これに対し、もともと仕事熱心な方ではなく、規範に閉じ込められる事を嫌がって職場不適応を起こす新型の「非定形型うつ病」がひろがりつつあります。

わがまま、それとも新型うつ病?

 

 うつ病は働き盛りの中高年に発生しやすいと考えられてきましたが、新型うつ病は比較的若年層に発症しやすい傾向があります。

 

 従来の、「メランコリー型」は例えば責任感が強いので、仕事を休むように勧めても、周囲に迷惑をかけたくない、申し訳ないという自罰的な気持ちを抱く人が多く、無気力感や倦怠感で意欲の低下が見られるという特徴があります。

 

 「非定形型うつ病」は従来型ほど深刻な気分の落ち込みはないもののなんとなく気分がすぐれない状態が長期間継続する等、社会的スキルの未熟な人に多く他罰的であり、例えば、○○のせいでうつ病になった、○○部に異動しなければ治らない等と発言するなど、社会の規範、規則はストレスと考える傾向にあります。休んでいるときは楽しく過ごせるため、休むよう勧めるとすぐに納得して休むというケースもありますが、休職中に旅行に行くなど一見病気に見えない行為もあるようです。

 

対応は就業規則と慣例で範囲を決めて

 

 「新型うつ病」には、単なるわがままでは?と思われるような行為が見受けられます。

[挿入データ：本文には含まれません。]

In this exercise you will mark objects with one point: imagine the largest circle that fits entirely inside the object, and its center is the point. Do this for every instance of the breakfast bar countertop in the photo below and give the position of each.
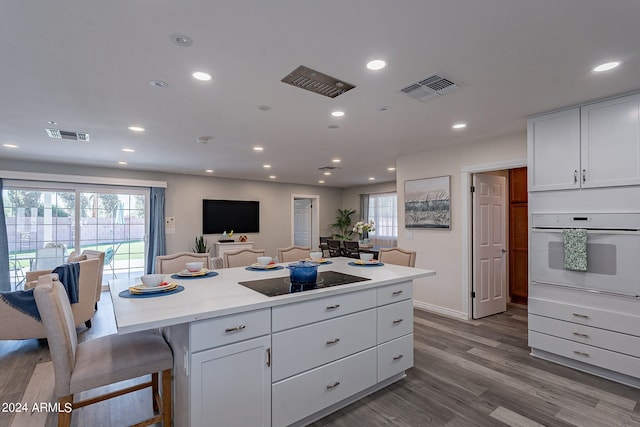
(222, 295)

しかし本人は深刻に悩んでいるので会社としては感情的にならずに主治医等に病状の確認をする事が必要になるでしょう。

 会社は自分勝手と思えるような要求に対し翻弄されないよう就業規則や従来型への対応等の慣例に従い職場での支援や配慮が出来る範囲を明らかにし、それ以上の対処が必要であれば、労務提供が不可能であるという判断を下す事も必要になるかもしれません。